Affiliations: [a]
Janssen Research & Development, LLC, Johnson & Johnson, San Diego, CA, USA
| [b] Bristol-Myers Squibb, Biologics Process Development, Devens, MA, USA
| [c]
Department of Molecular and Experimental Medicine, The Scripps Research Institute, La Jolla, CA, USA
| [d]
Department of Biochemistry and Center for Structural Biology, Vanderbilt University School of Medicine, Nashville, TN, USA
Correspondence:
[*]
Correspondence to: Joel N. Buxbaum, MD, The Scripps Research Institute, Department of Molecular and Experimental Medicine, Room 230, La Jolla, CA 92037, USA. Tel.: +1 858 784 8885; Fax: +1 858 784 8891; E-mail: jbux@scripps.edu.
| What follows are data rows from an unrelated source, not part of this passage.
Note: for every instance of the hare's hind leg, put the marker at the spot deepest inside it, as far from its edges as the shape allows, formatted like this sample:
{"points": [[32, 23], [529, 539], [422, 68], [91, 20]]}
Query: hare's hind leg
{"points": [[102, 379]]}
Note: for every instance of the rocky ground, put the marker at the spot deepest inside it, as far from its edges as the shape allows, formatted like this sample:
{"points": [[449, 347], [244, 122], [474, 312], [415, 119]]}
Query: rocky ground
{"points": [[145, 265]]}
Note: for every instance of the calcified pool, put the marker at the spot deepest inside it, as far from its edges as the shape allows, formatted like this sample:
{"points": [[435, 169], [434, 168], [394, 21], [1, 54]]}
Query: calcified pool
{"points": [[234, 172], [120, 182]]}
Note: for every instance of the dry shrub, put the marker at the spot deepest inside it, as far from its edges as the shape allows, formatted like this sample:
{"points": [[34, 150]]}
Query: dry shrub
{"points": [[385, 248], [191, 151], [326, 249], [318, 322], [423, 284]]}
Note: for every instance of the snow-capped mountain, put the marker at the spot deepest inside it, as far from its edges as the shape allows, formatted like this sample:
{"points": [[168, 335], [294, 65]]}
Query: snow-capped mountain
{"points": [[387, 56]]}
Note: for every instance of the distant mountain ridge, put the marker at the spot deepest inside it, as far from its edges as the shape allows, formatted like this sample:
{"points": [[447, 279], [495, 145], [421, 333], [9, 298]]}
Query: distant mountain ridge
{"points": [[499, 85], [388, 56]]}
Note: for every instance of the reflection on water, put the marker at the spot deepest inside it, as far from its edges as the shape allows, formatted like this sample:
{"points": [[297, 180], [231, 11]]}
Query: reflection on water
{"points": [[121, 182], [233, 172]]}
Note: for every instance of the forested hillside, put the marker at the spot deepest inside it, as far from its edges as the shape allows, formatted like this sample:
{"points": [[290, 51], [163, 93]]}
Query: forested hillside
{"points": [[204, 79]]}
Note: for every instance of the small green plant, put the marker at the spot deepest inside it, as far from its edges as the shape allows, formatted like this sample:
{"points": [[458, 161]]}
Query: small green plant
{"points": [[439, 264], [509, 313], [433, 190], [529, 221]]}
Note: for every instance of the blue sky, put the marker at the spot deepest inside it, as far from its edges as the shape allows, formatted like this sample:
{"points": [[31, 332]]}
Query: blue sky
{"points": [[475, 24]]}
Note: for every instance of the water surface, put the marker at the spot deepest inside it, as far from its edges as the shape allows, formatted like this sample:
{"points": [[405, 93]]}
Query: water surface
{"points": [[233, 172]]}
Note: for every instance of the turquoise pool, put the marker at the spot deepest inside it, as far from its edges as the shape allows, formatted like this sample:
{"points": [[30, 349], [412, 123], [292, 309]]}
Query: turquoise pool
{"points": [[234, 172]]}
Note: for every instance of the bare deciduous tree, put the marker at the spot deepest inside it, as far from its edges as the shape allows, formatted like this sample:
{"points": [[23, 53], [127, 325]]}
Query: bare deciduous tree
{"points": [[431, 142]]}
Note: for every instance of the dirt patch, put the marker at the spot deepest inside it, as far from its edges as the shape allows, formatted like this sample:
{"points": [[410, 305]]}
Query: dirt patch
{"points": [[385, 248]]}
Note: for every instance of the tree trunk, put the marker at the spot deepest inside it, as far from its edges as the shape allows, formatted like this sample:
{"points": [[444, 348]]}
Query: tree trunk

Abstract: In Alzheimer’s disease (AD), most hippocampal and cortical neurons show increased staining with anti-transthyretin (TTR) antibodies. Genetically programmed overexpression of wild type human TTR suppressed the neuropathologic and behavioral abnormalities in APP23 AD model mice and TTR-Aβ complexes have been isolated from some human AD brains and those of APP23 transgenic mice. In the present study, in vitro NMR analysis showed interaction between the hydrophobic thyroxine binding pocket of TTR and the cytoplasmic loop of the C99 fragment released by β-secretase cleavage of AβPP, with Kd = 86±9 μM. In cultured cells expressing both proteins, the interaction reduced phosphorylation of C99 (at T668) and suppressed its cleavage by γ-secretase, significantly decreasing Aβ secretion. Coupled with its previously demonstrated capacity to inhibit Aβ aggregation (with the resultant cytotoxicity in tissue culture) and its regulation by HSF1, these findings indicate that TTR can behave as a stress responsive multimodal suppressor of AD pathogenesis.